The large exhibition area featuring 51 organisations, including the platinum sponsors (Esri, Trimble and Hexagon Leica Geosystems), was lively and busy during the congress. International technology companies mainly exhibited solutions for surveying, GIS and building information modelling (BIM), whereas local Turkish companies presented their consultancy, engineering and software services aimed at various verticals such as infrastructure, cadastre surveying, urban works and geospatial data management. The exhibition area enabled the delegates to meet and interact with companies in a friendly atmosphere while discussing potential business opportunities.
This year’s Young Surveyors Conference attracted more than 130 future surveyors to discuss the evolution of the surveyor role towards data management rather than data creation. They also explored the topic of volunteer work through the Volunteer Community Surveyor Program (VCSP) considering the GLTN needs. A training workshop was conducted to develop common surveying ethics, professionalism and technical skills to move a step closer to realising free movement of professionals across national borders and enabling joint work on global projects.
Local municipalities (Sisli and Gaziosmanpasa) supported the FIG Congress by sharing their experiences in urbanisation works as well as sponsoring the social events. Besides that, in line with the tradition of the Consul General of the Netherlands during all international events, professionals and representatives from the Dutch and Turkish associations of surveying societies gathered at Palais de Hollande, home to the first-ever Dutch embassy in Istanbul, where they shared their thoughts and exchanged ideas for future cooperation.
FIG Congress 2022: Cape Town
With attendance of 71 countries, the FIG General Assembly elected Rudolf Staiger from DVW (Germany) as the new president of FIG for the term of 2019-2022 until the next congress. Diane Dumashie from RICS (UK) and Jixian Zhang from CSSMG (China) have become new board members as vice-presidents. New chairs were elected for eight out of the ten Commissions. Furthermore, FIG welcomed two new members: the General Commission for Survey (GCS) of Saudi Arabia and the Afghan Surveyors Association (ASA) of Afghanistan.
After launching an exciting bid against Orlando (Florida), USA, Cape Town (South Africa) was elected to host the next FIG Congress in 2022. This will be the first FIG Congress on the African continent.

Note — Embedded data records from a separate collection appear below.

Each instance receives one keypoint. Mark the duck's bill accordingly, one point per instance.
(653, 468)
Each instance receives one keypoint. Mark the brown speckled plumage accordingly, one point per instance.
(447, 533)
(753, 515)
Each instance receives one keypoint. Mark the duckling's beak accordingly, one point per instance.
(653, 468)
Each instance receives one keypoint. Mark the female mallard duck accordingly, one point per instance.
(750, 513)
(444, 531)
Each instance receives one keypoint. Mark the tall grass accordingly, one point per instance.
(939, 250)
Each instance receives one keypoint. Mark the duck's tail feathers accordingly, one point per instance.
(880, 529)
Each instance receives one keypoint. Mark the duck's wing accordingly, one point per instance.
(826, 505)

Until then, FIG Working Weeks will be held each and every year, first in Hanoi (Vietnam) in 2019, followed by Amsterdam (The Netherlands) in 2020 and then in Accra (Ghana) in 2021. The local organising committees of the Working Week events were present in the exhibition area at the congress to promote their events and venues while also discussing delegates’ expectations and proposals for content.
Between now and ‘Cape Town 2022’, members of the surveying profession are likely to face further challenges such as population growth, urbanisation, climate change and new demands in economies and societies. The next FIG Congress is expected to feature some mature solutions for management of geospatial big data, integral models for BIM and 3D cadastre surveying, integrated indoor and outdoor positioning, geodata needs of autonomous driving and robotisation, blockchain technology for democratisation and decentralisation of geodata, as well as some promising outcomes of fit-for-purpose cadastre and land management in developing countries.